O aliado Portugal e a América de Biden
Calvin Coolidge, presidente dos Estados Unidos na década de 1920, recebeu António Ferro na Casa Branca e pediu-lhe que enviasse ao povo português uma mensagem de amizade e confiança através do Diário de Notícias.
O inesperado resultado do encontro na “White House”, como escreveu então o jornalista (mais tarde contratado por Salazar para a propaganda do Estado Novo), aconteceu em 1927, o ano a seguir ao golpe do 28 de Maio, e confirmou que a mudança de regime não afetava as relações entre os dois países, velhos aliados. Quatro dias depois do 25 de Abril, também o reconhecimento da Junta de Salvação Nacional pelos americanos mostrava que a aliança, na altura já formalizada na NATO, era para manter. E sabe-se hoje como a diplomacia americana se esforçou em 1974 e 1975 para que a revolução não criasse um Portugal comunista.
Coolidge é um presidente pouco conhecido, ao contrário desse Harry Truman que com as bombas atómicas pôs fim à Segunda Guerra Mundial e depois promoveu a criação da NATO, com Portugal nos fundadores, mas a Espanha de Franco não. E foi há dias no Edifício Truman, sede do Departamento de Estado, que Joe Biden fez o primeiro discurso de política externa como presidente. Falou muito de “liderança americana”, de “nações a trabalhar em conjunto” e na necessidade de “reparar as nossas alianças”.
Entre os países amigos que tiveram direito a ser nomeados em Washington estiveram três europeus, Reino Unido, Alemanha e França, os maiores. Foi igualmente referida, e isso é importante para Portugal, a NATO, tão mal-amada por Donald Trump. Ficou no ar alguma incerteza sobre o futuro das Lajes, pois o presidente prometeu reavaliar as necessidades militares mundo fora em função dos interesses estratégicos, suspendendo já a retirada parcial de tropas da Alemanha, decidida pelo antecessor.
“A América está de volta”, enfatizou Biden, que propõe um regresso ao multilateralismo, mas sempre com o propósito de defender a tal liderança que o seu país detém desde o final da Segunda Guerra Mundial e que o fim da Guerra Fria prometia eternizar, não fosse a China assumir agora o papel de potência concorrente antes desempenhado pela União Soviética.
E se Biden quer liderar o mundo “pela força do exemplo” e não “pelo exemplo da força”, não hesitou em apontar quem são os rivais, a China e a Rússia. E ficou subentendido que aos países amigos, aos aliados, vai ser exigido um compromisso claro.
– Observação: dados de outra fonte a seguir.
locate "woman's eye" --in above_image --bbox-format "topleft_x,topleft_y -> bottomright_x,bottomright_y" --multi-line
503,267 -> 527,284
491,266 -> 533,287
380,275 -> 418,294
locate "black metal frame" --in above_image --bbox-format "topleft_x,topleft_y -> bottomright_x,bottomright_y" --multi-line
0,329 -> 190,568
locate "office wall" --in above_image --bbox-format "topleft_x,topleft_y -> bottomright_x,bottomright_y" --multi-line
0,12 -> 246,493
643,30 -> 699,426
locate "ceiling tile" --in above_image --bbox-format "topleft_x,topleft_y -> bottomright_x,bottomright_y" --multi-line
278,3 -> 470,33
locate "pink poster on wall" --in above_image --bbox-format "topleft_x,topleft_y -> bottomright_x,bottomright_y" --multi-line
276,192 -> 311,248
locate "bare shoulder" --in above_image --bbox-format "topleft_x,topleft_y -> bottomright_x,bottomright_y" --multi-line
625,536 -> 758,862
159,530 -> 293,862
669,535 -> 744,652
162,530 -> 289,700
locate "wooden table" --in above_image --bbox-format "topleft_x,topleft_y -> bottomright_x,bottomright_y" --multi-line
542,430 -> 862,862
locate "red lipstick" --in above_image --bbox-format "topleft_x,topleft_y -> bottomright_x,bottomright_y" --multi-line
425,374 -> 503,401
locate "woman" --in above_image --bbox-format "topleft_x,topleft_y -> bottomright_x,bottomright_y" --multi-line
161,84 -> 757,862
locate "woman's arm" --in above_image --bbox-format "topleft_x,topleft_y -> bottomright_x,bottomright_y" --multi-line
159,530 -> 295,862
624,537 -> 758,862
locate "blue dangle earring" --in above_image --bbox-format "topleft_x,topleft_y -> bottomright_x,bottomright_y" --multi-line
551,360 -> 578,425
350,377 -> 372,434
Para Portugal, as consequências são óbvias (fora Lajes): a exigência de maior investimento em defesa, que vem de Obama e Trump reforçou, mantém-se; as relações com a Rússia e sobretudo com a China (dos investimentos à compra de tecnologia 5G) não poderão ignorar os interesses da tal liderança global americana. Quem cá governa vai ter de saber lidar com a América de Biden.